AMPK activator-treated hiPSC-CMs enabled pathological modeling
Based on aforementioned assessments of multiple features associated with metabolic maturation and extensive omic analyses, we concluded that E10 treatment could drive significantly increased FAO and metabolic maturation in 3D hiPSC-CMs. In addition, the expression of ADRB1 (adrenergic receptor B1) was significantly upregulated in AMPK-activated hiPSC-CMs (Fig. 8A). Given that the metabolic switch from FAO to glycolysis is associated with heart failure , we examined if E10-treated 3D hiPSC-CMs could model pathological response and recapitulate some of the changes related to heart failure including glycolysis enhancement, lipid accumulation and apoptosis. Three-dimensional hiPSC-CMs were first treated with E10 for 7 days to promote cardiomyocyte maturation. The cells were then treated with isoproterenol (100 µM), a small molecule adrenergic agonist to simulate pathological conditions for 6 days in hypoxic environment and low-glucose medium. The treatment with pathological stimuli increased glycolysis, glycolytic capacity and glycolytic reserve compared with no pathological stimuli in E10-treated cells, as detected by the extracellular acidification rate (ECAR; index of glycolytic activity) using the Seahorse assay (Fig. 8B). In contrast, the treatment of pathological stimuli did not alter glycolysis, glycolytic capacity and glycolytic reserve in immature cells (without E10 treatment) (Fig. 8B). Consistently, E10-treated cells but not immature cells had significant upregulation of the glycolysis-related genes including SLC2A1, GAPDH, LDHA and PKM2 under the treatment with pathological stimuli compared with cells without the treatment with pathological stimuli (Fig. 8C). These results indicate that E10-treated hiPSC-CMs had increased glycolysis when challenged with pathological stimuli, a pathological response associated with heart failure .

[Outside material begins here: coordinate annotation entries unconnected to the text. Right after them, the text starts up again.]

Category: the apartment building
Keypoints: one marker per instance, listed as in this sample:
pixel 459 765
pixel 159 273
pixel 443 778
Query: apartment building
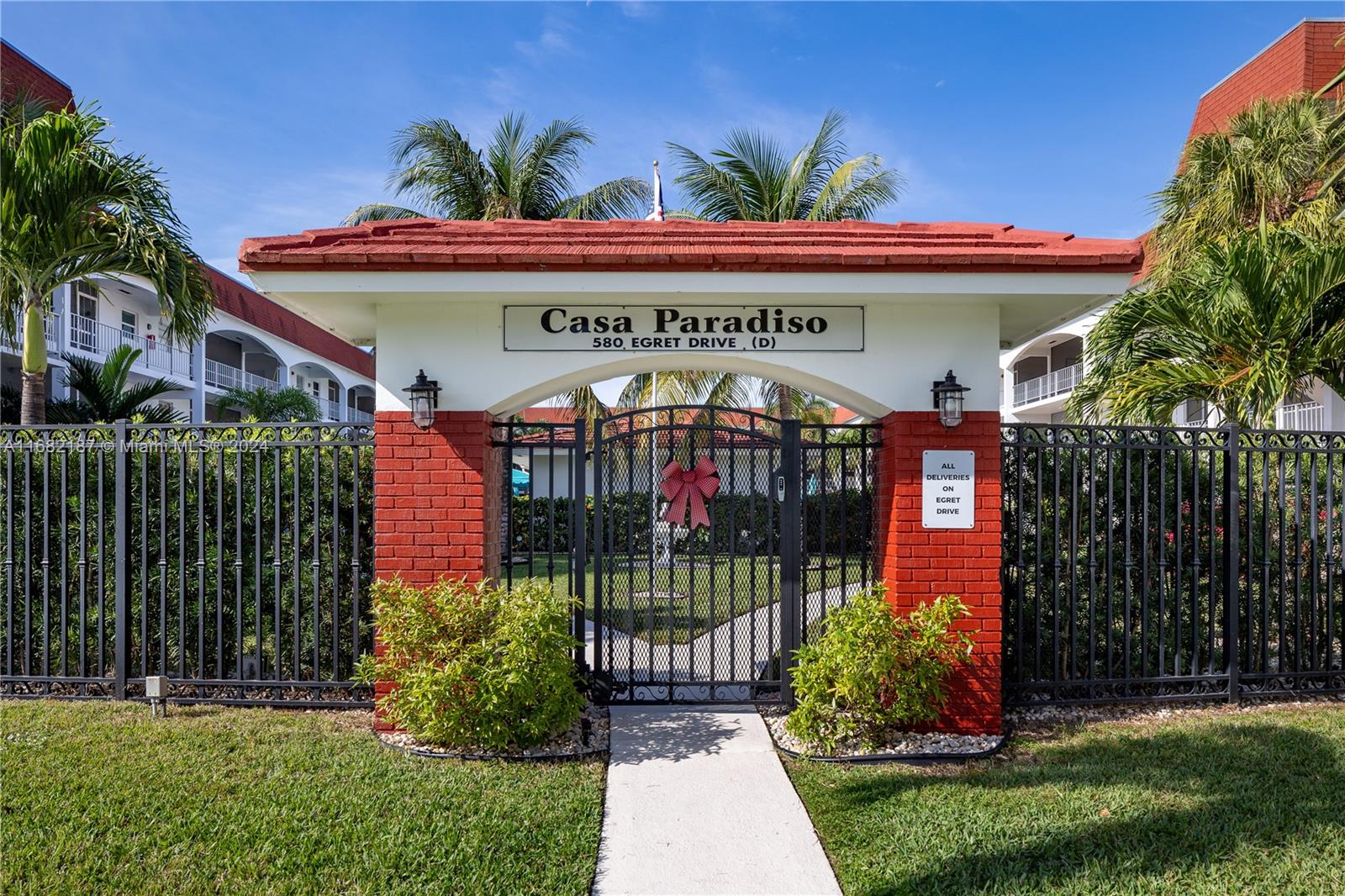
pixel 251 342
pixel 1039 376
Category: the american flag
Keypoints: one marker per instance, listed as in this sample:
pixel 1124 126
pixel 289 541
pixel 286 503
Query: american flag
pixel 657 214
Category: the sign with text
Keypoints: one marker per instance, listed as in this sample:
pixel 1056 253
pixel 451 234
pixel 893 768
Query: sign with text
pixel 948 494
pixel 683 329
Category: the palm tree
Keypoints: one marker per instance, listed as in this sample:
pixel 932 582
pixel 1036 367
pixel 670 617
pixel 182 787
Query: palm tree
pixel 71 206
pixel 104 394
pixel 753 178
pixel 264 405
pixel 514 177
pixel 1242 326
pixel 1337 128
pixel 1278 161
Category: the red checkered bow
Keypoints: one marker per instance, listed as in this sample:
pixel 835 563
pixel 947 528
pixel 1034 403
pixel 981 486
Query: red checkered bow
pixel 692 486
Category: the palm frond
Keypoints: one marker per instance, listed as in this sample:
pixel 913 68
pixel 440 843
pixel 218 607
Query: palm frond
pixel 380 212
pixel 622 198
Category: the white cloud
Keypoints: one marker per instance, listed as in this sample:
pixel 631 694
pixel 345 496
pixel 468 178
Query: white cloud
pixel 638 10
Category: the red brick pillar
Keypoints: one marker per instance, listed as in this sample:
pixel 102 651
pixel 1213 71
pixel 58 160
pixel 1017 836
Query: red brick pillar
pixel 436 499
pixel 919 564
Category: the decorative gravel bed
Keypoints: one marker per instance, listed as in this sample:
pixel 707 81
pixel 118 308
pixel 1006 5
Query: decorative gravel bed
pixel 901 746
pixel 588 736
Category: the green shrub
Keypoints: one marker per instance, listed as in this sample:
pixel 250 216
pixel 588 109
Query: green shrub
pixel 873 670
pixel 477 667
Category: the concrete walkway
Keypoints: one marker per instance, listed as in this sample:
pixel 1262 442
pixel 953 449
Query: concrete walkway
pixel 697 802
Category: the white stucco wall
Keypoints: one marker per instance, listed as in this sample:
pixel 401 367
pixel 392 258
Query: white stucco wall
pixel 907 346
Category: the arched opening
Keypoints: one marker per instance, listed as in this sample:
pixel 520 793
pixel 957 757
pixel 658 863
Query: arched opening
pixel 795 377
pixel 241 361
pixel 1042 374
pixel 324 387
pixel 360 403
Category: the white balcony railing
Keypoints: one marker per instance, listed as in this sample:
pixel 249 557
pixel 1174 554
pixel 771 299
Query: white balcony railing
pixel 98 340
pixel 17 340
pixel 1308 414
pixel 1058 382
pixel 222 376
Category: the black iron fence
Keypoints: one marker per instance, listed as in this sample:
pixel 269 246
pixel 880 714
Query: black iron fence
pixel 1172 562
pixel 694 587
pixel 233 559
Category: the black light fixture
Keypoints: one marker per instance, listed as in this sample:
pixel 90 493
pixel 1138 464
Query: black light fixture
pixel 424 397
pixel 947 400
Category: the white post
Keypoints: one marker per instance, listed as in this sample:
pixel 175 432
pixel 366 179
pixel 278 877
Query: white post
pixel 61 334
pixel 198 381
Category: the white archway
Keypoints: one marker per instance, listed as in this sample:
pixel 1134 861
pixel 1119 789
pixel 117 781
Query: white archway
pixel 630 365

The pathological stimuli also induced the upregulation of triacylglycerol synthesis-associated gene CD36 (cluster of differentiation 36) and PLIN2 (Perilipin 2; a marker of lipid accumulation) in E10-treated 3D hiPSC-CMs but not in immature cells (Fig. 8D). In addition, the expression of HSL (LIPE; Lipase E, hormone-sensitive type) that hydrolyzes stored triglycerides to free fatty acids was downregulated in E10-treated hiPSC-CMs when challenged with pathological stimuli (Fig. 8D). Consistently, an increased accumulation of lipid droplets was observed in E10-treated hiPSC-CMs when challenged with pathological stimuli as detected by ArrayScan analysis of Nile red staining (Fig. 8E). Increased accumulation of lipid droplets is also a pathological response associated with heart failure .

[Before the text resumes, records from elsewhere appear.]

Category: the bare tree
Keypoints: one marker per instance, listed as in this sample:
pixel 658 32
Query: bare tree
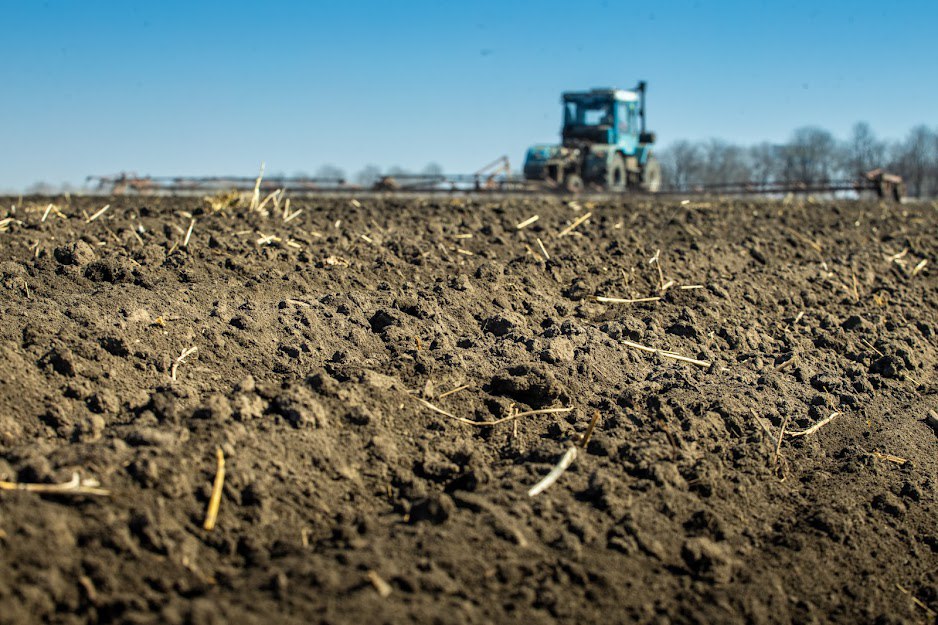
pixel 681 164
pixel 810 156
pixel 432 169
pixel 863 150
pixel 915 158
pixel 764 162
pixel 368 176
pixel 723 162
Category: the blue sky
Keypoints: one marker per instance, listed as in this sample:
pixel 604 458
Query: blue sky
pixel 217 87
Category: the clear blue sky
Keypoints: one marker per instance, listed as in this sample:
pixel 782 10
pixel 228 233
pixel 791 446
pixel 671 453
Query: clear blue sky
pixel 166 87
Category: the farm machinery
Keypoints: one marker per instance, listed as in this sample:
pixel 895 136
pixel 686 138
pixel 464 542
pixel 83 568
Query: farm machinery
pixel 605 145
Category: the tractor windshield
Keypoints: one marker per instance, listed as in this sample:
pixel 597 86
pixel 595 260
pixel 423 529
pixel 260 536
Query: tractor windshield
pixel 588 113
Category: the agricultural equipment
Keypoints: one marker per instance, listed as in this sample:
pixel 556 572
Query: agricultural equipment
pixel 605 145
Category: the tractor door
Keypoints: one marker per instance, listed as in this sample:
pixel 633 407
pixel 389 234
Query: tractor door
pixel 626 127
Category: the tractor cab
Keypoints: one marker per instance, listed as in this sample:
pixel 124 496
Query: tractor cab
pixel 604 144
pixel 608 117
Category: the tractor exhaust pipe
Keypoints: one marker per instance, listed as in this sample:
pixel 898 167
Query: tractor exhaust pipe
pixel 641 103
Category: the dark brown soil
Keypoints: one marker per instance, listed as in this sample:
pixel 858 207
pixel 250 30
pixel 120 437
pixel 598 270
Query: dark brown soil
pixel 314 347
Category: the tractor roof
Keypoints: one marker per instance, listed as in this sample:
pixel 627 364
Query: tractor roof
pixel 615 94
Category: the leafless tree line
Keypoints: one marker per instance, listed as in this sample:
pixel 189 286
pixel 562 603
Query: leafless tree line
pixel 812 155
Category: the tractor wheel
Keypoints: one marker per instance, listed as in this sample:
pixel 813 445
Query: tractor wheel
pixel 573 184
pixel 651 176
pixel 616 175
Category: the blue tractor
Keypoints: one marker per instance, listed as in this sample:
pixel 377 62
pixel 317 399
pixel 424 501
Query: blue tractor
pixel 605 145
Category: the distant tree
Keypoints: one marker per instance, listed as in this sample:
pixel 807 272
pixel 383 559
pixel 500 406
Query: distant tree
pixel 41 188
pixel 681 165
pixel 764 162
pixel 916 159
pixel 368 176
pixel 330 171
pixel 863 150
pixel 723 162
pixel 432 169
pixel 811 156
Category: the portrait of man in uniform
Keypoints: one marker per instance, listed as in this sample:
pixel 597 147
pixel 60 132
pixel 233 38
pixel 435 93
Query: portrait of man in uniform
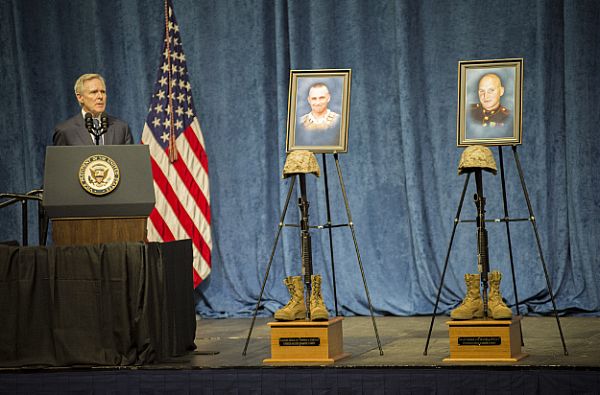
pixel 318 110
pixel 490 102
pixel 320 118
pixel 490 112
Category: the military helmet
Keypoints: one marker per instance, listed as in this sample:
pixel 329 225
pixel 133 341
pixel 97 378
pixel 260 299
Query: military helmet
pixel 301 161
pixel 477 157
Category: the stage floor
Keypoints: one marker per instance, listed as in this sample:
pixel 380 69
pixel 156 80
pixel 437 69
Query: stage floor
pixel 403 341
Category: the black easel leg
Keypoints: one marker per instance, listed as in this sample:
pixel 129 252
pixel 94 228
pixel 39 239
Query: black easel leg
pixel 506 222
pixel 330 232
pixel 539 246
pixel 262 288
pixel 360 265
pixel 437 299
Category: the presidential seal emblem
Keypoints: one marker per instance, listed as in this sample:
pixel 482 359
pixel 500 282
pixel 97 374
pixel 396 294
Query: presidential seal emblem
pixel 99 175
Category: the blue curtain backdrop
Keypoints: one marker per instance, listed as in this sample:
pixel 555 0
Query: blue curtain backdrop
pixel 401 168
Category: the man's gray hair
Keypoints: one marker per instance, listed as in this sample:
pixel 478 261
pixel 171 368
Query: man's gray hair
pixel 86 77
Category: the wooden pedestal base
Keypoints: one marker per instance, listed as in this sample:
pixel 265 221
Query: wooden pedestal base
pixel 485 340
pixel 306 342
pixel 81 231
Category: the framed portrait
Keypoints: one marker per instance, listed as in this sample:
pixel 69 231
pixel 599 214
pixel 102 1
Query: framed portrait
pixel 490 98
pixel 318 110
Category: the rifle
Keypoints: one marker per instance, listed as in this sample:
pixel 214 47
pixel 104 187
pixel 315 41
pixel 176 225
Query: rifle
pixel 305 246
pixel 483 263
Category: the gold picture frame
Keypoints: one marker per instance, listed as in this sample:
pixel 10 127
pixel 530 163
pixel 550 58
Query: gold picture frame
pixel 490 102
pixel 318 110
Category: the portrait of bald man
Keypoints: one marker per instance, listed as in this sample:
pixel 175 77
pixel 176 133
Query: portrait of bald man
pixel 490 112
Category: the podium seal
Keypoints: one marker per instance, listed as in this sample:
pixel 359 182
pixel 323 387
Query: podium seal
pixel 99 175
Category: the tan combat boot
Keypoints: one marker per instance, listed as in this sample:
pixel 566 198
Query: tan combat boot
pixel 472 305
pixel 318 310
pixel 497 309
pixel 294 309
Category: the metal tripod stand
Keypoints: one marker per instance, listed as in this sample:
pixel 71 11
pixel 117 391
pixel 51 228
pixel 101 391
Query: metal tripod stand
pixel 327 226
pixel 506 219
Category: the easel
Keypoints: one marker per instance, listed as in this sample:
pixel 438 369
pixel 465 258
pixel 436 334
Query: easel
pixel 329 226
pixel 506 219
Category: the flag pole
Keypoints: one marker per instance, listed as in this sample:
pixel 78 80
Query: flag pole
pixel 172 145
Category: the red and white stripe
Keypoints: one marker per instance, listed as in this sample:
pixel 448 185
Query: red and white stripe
pixel 182 195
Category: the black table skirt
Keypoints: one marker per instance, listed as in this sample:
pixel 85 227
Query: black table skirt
pixel 108 304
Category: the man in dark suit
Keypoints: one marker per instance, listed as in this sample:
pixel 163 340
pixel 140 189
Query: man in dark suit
pixel 90 91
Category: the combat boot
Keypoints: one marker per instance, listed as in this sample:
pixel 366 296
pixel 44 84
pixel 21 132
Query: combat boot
pixel 294 309
pixel 497 309
pixel 472 305
pixel 318 310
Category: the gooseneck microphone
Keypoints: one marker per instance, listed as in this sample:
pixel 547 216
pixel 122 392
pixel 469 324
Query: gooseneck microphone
pixel 103 122
pixel 95 128
pixel 89 122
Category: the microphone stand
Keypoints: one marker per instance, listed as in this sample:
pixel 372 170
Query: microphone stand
pixel 483 263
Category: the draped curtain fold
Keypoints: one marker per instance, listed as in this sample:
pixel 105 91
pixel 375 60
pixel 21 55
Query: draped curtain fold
pixel 401 169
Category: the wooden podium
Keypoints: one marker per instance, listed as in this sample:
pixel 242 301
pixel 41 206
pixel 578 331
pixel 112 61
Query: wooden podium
pixel 485 340
pixel 306 342
pixel 80 231
pixel 80 217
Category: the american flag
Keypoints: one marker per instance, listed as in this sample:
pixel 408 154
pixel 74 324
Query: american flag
pixel 178 158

In addition to the change in glycolysis and lipid accumulation, the pathological stimuli resulted in significantly increased cell death (Fig. 8F–I). Following the treatment of pathological stimuli, E10-treated cells had twofold decreased ATP content while immature hiPSC-CMs had 29% decreased ATP content compared with parallel cultures without the treatment of pathological stimuli. Similarly, the treatment of pathological stimuli resulted in higher magnitude of decrease in cell viability and cell counts in E10-treated cells compared with immature cells. In addition, increased caspase 3/7 activity was observed in E10-treated cells when challenged with the pathological stimuli.
These results suggest that E10-treated hiPSC-CMs responded to pathological stimuli, which was not achievable in immature hiPSC-CMs. Thus, E10-treated hiPSC-CMs have advantages for pathological modeling.